- Pilibanga Location in Rajasthan, India
- Coordinates: 29°29′20″N 74°04′29″E﻿ / ﻿29.488802°N 74.074802°E
- Country: India
- State: Rajasthan
- District: Hanumangarh

Population (2011)
- • Total: 37,288
- Time zone: UTC+5:30 (IST)
- PIN: 335803
- Telephone code: 01508

= Pilibanga =

Pilibanga (also spelt as Pilibangan) is a town and a municipality in Hanumangarh district in the Indian state of Rajasthan.

==Geography==
Pilibanga is located at . It has an average elevation of 173 m.

==Demographics==
As of 2001 India census, Pilibanga had a population of 33,607. Males constituteted 53% of the population and females 47%. Pilibanga has an average literacy rate of 58%, lower than the national average of 59.5%: male literacy is 66%, and female literacy is 48%. In Pilibanga, 15% of the population is under six years of age.

== Transport ==
Auto rickshaws And Cycle rickshaws are majorly used for internal transport.

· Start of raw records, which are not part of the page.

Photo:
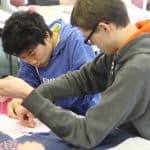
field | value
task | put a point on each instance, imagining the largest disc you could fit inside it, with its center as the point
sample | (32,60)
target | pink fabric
(138,3)
(3,105)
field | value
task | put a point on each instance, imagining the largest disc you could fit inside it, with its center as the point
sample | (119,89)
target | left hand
(15,87)
(25,117)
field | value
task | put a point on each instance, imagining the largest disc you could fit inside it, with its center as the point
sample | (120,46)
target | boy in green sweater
(122,73)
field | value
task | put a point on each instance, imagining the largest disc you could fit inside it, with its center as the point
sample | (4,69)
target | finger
(11,111)
(27,121)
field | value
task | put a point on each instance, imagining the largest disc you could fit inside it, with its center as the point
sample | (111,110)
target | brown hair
(88,13)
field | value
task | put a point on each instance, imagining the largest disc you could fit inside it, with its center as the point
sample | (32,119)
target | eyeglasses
(87,40)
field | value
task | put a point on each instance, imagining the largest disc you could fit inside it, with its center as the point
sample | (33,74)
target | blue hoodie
(69,54)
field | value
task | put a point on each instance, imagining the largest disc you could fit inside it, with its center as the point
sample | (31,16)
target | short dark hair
(88,13)
(23,31)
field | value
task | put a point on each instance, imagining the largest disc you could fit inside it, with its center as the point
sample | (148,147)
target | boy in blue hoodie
(47,52)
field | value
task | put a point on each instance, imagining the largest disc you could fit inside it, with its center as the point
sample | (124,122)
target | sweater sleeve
(118,103)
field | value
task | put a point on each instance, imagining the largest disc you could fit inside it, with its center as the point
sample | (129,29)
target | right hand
(30,146)
(12,106)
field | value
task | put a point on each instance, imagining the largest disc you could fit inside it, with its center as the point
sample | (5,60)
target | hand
(25,117)
(3,99)
(15,87)
(30,146)
(12,106)
(67,2)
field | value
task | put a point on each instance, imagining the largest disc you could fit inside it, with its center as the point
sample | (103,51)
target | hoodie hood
(135,42)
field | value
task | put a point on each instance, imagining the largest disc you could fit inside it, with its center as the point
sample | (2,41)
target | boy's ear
(104,27)
(47,36)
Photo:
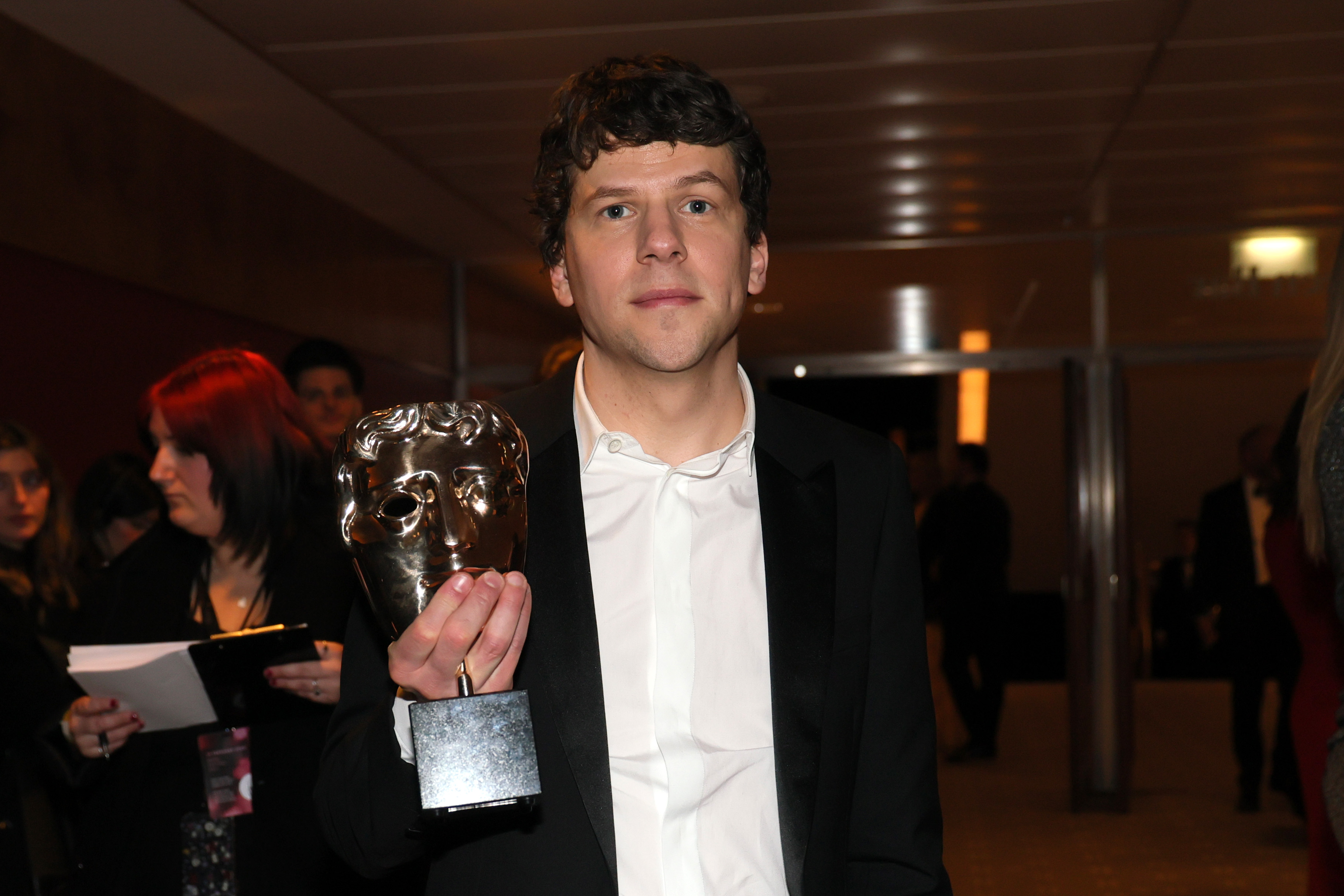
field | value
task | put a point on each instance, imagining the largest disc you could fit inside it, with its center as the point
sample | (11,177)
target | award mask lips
(427,491)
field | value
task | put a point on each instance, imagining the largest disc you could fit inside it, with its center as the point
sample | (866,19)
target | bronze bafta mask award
(428,491)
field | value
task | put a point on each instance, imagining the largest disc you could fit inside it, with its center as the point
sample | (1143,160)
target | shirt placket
(673,684)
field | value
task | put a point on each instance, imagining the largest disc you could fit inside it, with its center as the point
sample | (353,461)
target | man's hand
(482,621)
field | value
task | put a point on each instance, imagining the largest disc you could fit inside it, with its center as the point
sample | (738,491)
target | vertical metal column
(457,300)
(1100,676)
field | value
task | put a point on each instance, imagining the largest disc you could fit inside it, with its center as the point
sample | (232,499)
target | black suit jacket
(854,727)
(1225,558)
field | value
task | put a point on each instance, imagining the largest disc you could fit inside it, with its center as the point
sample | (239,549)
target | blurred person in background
(330,385)
(558,357)
(925,479)
(1179,649)
(38,547)
(37,602)
(115,504)
(1307,589)
(1321,496)
(966,543)
(251,540)
(1256,639)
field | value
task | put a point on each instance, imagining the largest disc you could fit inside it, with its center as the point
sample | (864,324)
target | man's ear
(760,261)
(561,284)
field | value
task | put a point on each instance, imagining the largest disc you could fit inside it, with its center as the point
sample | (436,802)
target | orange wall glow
(973,391)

Pilibangan is well connected with road and is linked directly to Delhi, Jaipur, Ludhiana, Chandigarh, Sikar, Karnal, Haridwar, Bathinda, Ambala, Jodhpur and many other cities. Nation Highway 15 passes through Pilibangan. Pilibanga railway station has daily train services to Delhi via Bhatinda, Ahmedabad via Jodhpur and Jaipur via Bikaner.

Nearest Airport to Pilibangan is 145 km away in Bhatinda which as direct flight to New Delhi operated by Alliance Air (India).